Russia steps up security after suicide blast at airport (VIDEO)

GlobalPost
Updated on
The World

Russian president Dmitry Medvedev has ordered security stepped up at all transportation hubs after an apparent suicide bomber killed up to 35 people at the country's biggest airport Monday.

At least another 130 people were injured in the blast, which according to investigators occurred at 4:32 p.m. local time in the arrivals hall of Domodedovo airport. 

A timeline of the major attacks in Russia since 1994.

Russian media has called the bombing a terrorist attack, according to Howard Amos, reporting for GlobalPost in Moscow.

Russia Today reported that international flights were being redirected to other Moscow area airports.

Initial reports quoted eyewitnesses saying that two people blew themselves up as people emerged from the international arrivals zone.

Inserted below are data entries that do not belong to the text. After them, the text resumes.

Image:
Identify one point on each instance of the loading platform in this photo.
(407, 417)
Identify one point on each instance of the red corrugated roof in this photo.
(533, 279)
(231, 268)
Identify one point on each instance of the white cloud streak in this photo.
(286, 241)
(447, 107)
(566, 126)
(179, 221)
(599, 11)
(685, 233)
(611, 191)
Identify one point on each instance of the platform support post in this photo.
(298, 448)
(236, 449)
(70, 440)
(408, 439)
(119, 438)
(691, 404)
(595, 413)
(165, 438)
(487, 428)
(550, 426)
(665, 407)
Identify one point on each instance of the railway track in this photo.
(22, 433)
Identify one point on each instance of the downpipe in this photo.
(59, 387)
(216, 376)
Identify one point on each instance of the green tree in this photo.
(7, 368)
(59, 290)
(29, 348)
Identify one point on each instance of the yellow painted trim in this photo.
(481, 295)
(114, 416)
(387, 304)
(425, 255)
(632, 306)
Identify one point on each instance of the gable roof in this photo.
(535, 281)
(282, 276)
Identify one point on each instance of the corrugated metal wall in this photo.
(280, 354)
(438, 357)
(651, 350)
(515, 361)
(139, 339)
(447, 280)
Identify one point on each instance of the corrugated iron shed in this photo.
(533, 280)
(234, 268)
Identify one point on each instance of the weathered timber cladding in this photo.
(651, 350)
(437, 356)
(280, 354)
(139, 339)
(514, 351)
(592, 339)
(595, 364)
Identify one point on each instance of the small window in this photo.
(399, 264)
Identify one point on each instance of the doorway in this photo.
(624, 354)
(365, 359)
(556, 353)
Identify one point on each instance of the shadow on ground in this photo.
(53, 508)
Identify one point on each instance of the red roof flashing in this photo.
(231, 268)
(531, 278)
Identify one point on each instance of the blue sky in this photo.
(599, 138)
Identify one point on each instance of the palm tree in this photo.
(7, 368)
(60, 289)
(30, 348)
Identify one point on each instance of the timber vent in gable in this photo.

But others said the suicide bomber was located among a crowd at the international arrivals gate. Another theory is the bomb may have arrived in one of the bags, Russia Today reported.

Video footage showed smoke wafting out of the baggage claim area and airport employees broke down the wall between the main airport and the arrivals zone to allow passengers to escape, according to Ria Novosti. The news agency said the damage caused by the blast was was equivalent of 5 kilograms of TNT.

Russian transport security has been tightened since Moscow suffered its worst attack in six years in March 2010 when two female suicide bombers from Russia's volatile Dagestan region set off explosives in the metro, killing 40 people. 

In August 2004, two planes that took off from Domodedovo airport, Moscow’s busiest, were blown up by female Chechen suicide bombers, killing 88 people.

The Kremlin is struggling to contain an Islamist insurgency in the mainly Muslim North Caucasus, and rebels have repeatedly vowed they will take their battle to the Russian heartland.

Medvedev has delayed his flight for his trip to the Davos economic forum, scheduled for Tuesday, Medvedev’s press secretary Natalya Timakova said.

In televised remarks, reported by the New York Times, Medvedev said: “At Domodedovo an explosion has occurred, and according to preliminary information it was a terrorist attack. There are dead and there are wounded.”

He admonished officials for their failure to prevent the attack, and ordered the police to boost security at all airports and on public transportation.

Meanwhile, a team from the British Embassy was traveling to the Domodedovo airport, the BBC reported, as British Airways and BMI flights had arrived there shortly before the blast.